L'interopérabilité avec l'OTAN

Un élément essentiel de l'exercice auquel j'ai participé réside naturellement dans la connaissance des procédures, des acronymes et de la doctrine de l'OTAN. Le sujet reste très sensible en Suisse sur le plan politique, et les adversaires de l'Armée XXI dénoncent régulièrement une supposée volonté d'adhérer à l'OTAN qui gangrènerait nos rangs. Cette accusation a pour principal argument les objectifs de l'armée en termes d'interopérabilité, c'est-à -dire dans sa capacité à coopérer étroitement avec les états-majors et les formations de l'Alliance. Pourtant, pareille interopérabilité est différenciée : si les Forces Aériennes et les impératifs de la sauvegarde de l'espace aérien exigent une compatibilité jusqu'à l'élément individuel, il n'en va pas de même avec les Forces Terrestres, où ce sont avant tout les états-majors - et partant les systèmes de commandement - qui sont concernés.

Est-il cependant dans l'intérêt de la Suisse de se rapprocher de l'OTAN, notamment en envoyant ses officiers d'état-major suivre des formations ? Au vu de mon expérience personnelle, forcément limitée, je trouve que la participation aux cours et aux exercices de l'Alliance apporte beaucoup, parce que celle-ci a une expérience opérationnelle ayant abouti à un savoir-faire précieux ; toutes les facettes d'une opération militaire moderne sont couvertes par ses règlements, par des formulaires standards, par ses briefings routiniers. En revanche, les spécificités suisses font que ce savoir-faire doit être adapté à nos besoins et à notre rythme : on ne peut pas copier/coller, mais prendre le meilleur et le convertir. De ce fait, je considère que l'OTAN offre à l'armée suisse un environnement favorable pour sa propre transformation, mais que le transfert doctrinal et opérationnel doit se faire en fonction de notre spectre d'engagement, de notre système de milice et de nos intérêts nationaux.

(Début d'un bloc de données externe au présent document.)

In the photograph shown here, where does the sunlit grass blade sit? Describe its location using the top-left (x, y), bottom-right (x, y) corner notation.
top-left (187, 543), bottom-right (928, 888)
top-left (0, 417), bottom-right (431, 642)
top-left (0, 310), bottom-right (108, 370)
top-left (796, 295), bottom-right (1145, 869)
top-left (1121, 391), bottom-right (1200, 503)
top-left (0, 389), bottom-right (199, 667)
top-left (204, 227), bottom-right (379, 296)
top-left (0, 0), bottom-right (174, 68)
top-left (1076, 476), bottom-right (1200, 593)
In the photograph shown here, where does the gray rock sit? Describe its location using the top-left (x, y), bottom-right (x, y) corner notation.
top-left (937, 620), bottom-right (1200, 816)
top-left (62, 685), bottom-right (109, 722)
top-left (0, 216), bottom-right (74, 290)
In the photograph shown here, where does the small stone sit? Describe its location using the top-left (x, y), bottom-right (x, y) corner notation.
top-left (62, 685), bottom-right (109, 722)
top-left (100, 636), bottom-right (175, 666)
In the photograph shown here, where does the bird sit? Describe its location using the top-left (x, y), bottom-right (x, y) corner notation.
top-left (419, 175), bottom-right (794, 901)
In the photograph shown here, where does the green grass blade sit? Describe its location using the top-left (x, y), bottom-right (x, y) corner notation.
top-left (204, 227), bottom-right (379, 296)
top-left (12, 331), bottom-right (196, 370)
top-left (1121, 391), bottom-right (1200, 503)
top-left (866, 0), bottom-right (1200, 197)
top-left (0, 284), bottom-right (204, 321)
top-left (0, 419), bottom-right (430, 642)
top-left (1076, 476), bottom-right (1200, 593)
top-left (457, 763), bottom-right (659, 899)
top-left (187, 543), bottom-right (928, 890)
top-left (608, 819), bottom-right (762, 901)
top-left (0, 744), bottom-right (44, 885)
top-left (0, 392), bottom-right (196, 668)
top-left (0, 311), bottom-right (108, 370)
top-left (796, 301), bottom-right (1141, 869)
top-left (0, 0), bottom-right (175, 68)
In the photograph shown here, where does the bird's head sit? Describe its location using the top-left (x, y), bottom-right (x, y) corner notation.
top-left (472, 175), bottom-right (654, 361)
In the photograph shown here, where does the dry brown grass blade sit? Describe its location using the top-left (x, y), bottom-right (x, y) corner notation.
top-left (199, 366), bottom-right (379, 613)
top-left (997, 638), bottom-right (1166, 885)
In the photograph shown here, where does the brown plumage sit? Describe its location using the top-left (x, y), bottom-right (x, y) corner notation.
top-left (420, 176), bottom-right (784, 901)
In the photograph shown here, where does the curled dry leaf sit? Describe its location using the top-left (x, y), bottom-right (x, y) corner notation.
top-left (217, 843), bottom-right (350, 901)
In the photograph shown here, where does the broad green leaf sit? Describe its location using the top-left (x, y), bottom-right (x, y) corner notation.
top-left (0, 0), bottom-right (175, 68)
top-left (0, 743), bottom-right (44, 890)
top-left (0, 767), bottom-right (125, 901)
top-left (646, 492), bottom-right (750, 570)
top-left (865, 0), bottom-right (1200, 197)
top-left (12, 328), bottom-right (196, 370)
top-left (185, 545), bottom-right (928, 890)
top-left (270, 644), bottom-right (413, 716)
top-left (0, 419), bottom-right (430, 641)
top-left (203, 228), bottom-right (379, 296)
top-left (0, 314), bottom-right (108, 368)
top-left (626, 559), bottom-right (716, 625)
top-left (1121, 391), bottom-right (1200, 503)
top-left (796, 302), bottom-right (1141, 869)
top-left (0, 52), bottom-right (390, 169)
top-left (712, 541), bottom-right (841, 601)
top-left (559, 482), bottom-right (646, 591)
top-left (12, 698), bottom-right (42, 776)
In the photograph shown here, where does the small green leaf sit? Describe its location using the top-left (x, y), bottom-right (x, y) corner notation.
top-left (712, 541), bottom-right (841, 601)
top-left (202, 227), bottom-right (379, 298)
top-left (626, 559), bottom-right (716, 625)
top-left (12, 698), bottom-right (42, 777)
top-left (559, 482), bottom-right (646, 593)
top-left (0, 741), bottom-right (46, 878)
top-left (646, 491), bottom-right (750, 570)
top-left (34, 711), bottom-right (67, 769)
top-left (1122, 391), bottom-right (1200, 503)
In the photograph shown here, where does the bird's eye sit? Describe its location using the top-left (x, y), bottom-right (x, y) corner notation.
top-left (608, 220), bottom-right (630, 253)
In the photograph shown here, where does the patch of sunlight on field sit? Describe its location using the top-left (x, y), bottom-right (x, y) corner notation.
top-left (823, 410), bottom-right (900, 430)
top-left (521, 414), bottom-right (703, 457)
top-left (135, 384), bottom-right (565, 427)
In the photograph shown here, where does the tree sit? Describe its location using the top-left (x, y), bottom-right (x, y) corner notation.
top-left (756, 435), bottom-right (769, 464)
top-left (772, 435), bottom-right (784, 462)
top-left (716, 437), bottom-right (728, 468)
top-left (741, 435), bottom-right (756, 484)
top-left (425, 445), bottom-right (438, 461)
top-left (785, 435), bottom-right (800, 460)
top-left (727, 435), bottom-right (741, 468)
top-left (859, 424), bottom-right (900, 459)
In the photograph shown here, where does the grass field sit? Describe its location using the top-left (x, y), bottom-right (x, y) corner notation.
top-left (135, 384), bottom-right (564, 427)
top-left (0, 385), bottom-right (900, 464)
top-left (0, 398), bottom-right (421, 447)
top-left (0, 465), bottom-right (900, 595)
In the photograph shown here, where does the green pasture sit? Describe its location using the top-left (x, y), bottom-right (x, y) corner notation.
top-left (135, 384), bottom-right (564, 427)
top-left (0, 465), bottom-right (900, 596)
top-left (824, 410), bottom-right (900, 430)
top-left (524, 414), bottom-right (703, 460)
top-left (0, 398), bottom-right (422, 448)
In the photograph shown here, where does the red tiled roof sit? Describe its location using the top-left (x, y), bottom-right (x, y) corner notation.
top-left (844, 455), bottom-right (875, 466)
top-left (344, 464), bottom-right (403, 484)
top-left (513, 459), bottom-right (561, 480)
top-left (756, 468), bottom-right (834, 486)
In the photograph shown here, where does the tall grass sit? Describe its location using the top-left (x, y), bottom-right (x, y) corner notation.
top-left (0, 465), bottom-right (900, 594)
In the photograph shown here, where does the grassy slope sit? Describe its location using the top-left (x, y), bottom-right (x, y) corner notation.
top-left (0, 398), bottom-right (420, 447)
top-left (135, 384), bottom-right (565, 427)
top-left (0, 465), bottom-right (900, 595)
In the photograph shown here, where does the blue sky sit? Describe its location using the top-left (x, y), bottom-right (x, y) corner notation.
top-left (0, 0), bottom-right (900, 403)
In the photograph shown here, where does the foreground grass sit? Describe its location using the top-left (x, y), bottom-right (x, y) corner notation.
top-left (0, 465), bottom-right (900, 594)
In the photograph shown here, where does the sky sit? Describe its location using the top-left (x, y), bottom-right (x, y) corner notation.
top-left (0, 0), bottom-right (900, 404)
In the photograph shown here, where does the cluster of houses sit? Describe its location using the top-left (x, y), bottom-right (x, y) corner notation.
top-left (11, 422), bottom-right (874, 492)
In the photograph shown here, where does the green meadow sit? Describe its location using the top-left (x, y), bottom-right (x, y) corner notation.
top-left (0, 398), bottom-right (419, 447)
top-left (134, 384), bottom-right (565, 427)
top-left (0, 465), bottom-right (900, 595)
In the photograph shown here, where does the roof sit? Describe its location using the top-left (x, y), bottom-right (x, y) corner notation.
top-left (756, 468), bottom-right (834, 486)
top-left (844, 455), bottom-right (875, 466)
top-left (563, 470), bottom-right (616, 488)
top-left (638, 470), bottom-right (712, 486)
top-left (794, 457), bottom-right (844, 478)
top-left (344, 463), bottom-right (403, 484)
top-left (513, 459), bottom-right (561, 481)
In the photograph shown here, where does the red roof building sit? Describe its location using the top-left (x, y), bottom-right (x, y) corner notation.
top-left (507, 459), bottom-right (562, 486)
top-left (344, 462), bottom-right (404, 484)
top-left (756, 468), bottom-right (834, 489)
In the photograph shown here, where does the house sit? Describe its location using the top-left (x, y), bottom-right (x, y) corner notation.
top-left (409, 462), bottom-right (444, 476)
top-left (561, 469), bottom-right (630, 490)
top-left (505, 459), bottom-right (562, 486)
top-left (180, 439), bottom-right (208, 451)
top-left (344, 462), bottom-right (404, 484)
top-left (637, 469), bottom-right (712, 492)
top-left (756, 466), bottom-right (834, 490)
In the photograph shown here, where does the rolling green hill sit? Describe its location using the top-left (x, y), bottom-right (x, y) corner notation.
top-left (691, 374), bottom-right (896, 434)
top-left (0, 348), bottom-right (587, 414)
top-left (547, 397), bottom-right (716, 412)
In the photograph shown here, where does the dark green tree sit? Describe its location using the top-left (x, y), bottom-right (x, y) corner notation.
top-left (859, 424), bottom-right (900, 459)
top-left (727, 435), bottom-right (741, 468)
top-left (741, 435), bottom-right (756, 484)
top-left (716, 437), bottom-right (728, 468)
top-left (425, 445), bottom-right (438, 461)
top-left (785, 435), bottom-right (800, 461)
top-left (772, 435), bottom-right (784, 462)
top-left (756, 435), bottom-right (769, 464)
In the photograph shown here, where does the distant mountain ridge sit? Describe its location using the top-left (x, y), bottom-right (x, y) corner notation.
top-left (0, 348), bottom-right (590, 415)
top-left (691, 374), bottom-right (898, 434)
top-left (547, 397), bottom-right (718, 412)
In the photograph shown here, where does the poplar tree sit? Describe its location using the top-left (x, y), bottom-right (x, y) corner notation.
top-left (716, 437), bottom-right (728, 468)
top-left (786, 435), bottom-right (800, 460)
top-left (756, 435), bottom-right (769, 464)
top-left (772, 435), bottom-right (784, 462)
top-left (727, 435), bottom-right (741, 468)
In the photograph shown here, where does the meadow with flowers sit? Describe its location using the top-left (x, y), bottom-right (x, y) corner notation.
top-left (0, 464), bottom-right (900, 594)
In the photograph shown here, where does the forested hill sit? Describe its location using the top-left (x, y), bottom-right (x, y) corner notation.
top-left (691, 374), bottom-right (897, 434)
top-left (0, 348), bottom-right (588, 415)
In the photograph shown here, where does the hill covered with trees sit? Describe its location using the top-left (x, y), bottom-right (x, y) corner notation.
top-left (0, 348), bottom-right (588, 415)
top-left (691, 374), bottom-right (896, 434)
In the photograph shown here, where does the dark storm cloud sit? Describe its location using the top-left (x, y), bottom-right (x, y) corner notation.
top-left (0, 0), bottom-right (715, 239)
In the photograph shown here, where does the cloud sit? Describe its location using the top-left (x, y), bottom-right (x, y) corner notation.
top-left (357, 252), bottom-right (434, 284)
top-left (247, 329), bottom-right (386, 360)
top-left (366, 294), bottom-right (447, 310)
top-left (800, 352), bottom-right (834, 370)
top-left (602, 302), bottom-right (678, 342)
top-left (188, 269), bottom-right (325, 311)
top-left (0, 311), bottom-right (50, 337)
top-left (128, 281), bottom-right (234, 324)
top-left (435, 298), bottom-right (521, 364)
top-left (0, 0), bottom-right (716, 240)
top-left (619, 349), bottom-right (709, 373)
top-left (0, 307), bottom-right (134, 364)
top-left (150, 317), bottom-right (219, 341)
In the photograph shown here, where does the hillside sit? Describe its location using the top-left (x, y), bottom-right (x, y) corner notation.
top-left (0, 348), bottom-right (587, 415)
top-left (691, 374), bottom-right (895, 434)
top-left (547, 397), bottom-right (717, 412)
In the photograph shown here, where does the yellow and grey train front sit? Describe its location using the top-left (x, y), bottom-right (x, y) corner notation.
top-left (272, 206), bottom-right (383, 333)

Aujourd'hui, cette démarche reste cependant largement empirique, et des décalages nous confrontent à des situations déstabilisantes ; nous ne sommes pas loin de devoir choisir, lors de chaque planification - en vue d'une opération ou lors d'un exercice -, si nous appliquons les règlements OTAN, les règlements suisses, ou un mélange des deux. Les tiraillements sont d'une double nature : d'une part, une coopération avec des armées étrangères exige une compatibilité avec leurs procédures, et les nations neutres du continent ont toutes adopté les principes de l'Alliance (c'est d'ailleurs l'un des objectifs des exercices VIKING), alors même que les formations de milice suisses et leurs états-majors ne sont pas en mesure d'être OTAN-compatibles ; d'autre part, si ces principes érigés en standards ont de nombreuses qualités, ils répondent aux besoins d'opérations multinationales de grande ampleur et/ou de longue durée, et non à ceux d'opérations nationales. Un compromis est donc inévitable.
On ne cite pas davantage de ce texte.